Prescriptions for depression and anxiety in young adults are on the rise – The New Indian Express


Express press service

BENGALURU: A recent study in England revealed an increase in prescriptions for depression. Closer to home, anecdotal evidence in Karnataka has revealed that antidepressant prescriptions among adolescents have increased dramatically. The research from the University of Bristol, UK, was published in the Britain Journal of General Practice.

Doctors and mental health experts in Karnataka say the number of teenagers and young adults aged 10 to 24 suffering from anxiety and depression has doubled, and the use of drugs to combat these conditions has also increased.

Dr. Mahesh Gowda, psychiatrist and director of Spandana Healthcare, says: “The number of teenagers and young adults needing prescriptions for depression and anxiety has doubled. Post-Covid psychological presentations have increased dramatically, with many wishing for quick relief and speedy recovery. Prescription medications, if clients have medical indications, are important to ensure that they recover faster. Selective serotonin reuptake inhibitors (SSRIs) are commonly prescribed and withdrawn once they feel better.

Explaining that the incidence of mental disorders in this age group in India has risen from 7% to 14% post-Covid, Dr Preethi Galgali, consultant, pediatrician and adolescent health specialist, Nimhans, says the increase is due to various stressors they face. Immaturity in terms of brain development to adequately manage these stressors, and the absence of family and support systems compounded the problems, she adds.

“In addition to socio-economic reasons and academic pressure, Covid itself causes brain inflammation and a decrease in neurotransmitters like serotonin, which help stabilize mood. Many teenagers are trying to cope with Long Covid Syndrome…for example, type 2 diabetes mellitus, sleep problems, etc. Additionally, unhealthy eating habits during the pandemic have led to obesity and resulted in body image issues and depression,” Dr. Preeti said. Explain.

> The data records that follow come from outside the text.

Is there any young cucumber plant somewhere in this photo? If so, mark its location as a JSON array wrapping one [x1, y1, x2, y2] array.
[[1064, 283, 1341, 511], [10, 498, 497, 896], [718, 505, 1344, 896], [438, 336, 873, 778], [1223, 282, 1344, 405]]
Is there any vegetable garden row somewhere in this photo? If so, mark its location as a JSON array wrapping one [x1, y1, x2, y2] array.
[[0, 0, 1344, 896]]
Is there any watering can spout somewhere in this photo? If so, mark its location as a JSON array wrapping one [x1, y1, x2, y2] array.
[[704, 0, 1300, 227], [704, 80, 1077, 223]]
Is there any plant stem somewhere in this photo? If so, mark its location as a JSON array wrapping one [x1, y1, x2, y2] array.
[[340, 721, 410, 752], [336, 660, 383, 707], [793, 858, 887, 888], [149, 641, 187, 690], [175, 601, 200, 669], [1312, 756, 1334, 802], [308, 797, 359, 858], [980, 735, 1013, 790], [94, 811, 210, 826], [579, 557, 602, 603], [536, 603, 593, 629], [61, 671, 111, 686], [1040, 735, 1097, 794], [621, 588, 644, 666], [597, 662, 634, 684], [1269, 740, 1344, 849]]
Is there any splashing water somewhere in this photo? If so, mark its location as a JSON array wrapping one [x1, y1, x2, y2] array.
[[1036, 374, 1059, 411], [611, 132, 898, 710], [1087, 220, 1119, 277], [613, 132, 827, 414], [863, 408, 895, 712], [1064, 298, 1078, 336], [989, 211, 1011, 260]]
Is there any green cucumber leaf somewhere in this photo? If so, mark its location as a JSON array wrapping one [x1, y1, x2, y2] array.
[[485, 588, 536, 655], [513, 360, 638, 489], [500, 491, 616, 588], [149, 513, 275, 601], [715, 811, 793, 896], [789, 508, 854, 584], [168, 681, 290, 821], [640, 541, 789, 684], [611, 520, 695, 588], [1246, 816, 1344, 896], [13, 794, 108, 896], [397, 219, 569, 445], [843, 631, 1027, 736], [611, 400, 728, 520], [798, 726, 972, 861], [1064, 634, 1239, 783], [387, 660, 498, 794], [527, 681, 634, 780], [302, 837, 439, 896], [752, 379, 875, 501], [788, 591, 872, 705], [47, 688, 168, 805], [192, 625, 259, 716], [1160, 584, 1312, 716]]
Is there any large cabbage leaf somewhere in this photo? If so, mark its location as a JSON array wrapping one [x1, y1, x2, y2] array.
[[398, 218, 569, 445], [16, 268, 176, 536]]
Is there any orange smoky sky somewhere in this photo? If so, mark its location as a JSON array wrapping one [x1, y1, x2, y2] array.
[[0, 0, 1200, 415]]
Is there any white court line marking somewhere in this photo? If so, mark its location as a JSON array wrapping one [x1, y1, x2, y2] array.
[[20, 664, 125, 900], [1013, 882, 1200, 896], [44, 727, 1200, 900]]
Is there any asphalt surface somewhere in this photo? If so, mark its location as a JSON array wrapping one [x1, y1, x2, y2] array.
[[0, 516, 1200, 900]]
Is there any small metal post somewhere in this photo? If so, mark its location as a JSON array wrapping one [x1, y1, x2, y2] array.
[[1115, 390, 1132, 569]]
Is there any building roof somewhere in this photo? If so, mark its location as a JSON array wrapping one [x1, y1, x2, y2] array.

She says many have returned to school and college and have seen a major shift in peer equations due to the lack of social interactions during the pandemic. However, not everyone is put on medication. Dr. Raghu J, HoD and Senior Consultant, Internal Medicine and Infectious Diseases Specialist, Sakra World Hospital, explains that treatment includes cognitive behavioral therapy (or “talking therapy”) and when that does not work, people SSRIs such as fluoxetine or escitalopram are introduced for anxiety-related conditions in adolescents.

Explaining that it is sometimes important to prescribe these drugs if there are medical indications which otherwise can lead to severe depression and also suicide, Dr. Pallavi Joshi, Consultant, Psychiatrist, Manipal Hospitals generally states that antidepressants and mood stabilizers help them sleep, and sometimes medication is needed to disengage them from addictions. However, doctors warn that drugs should not be bought without a prescription or prescribed unnecessarily without proper assessment.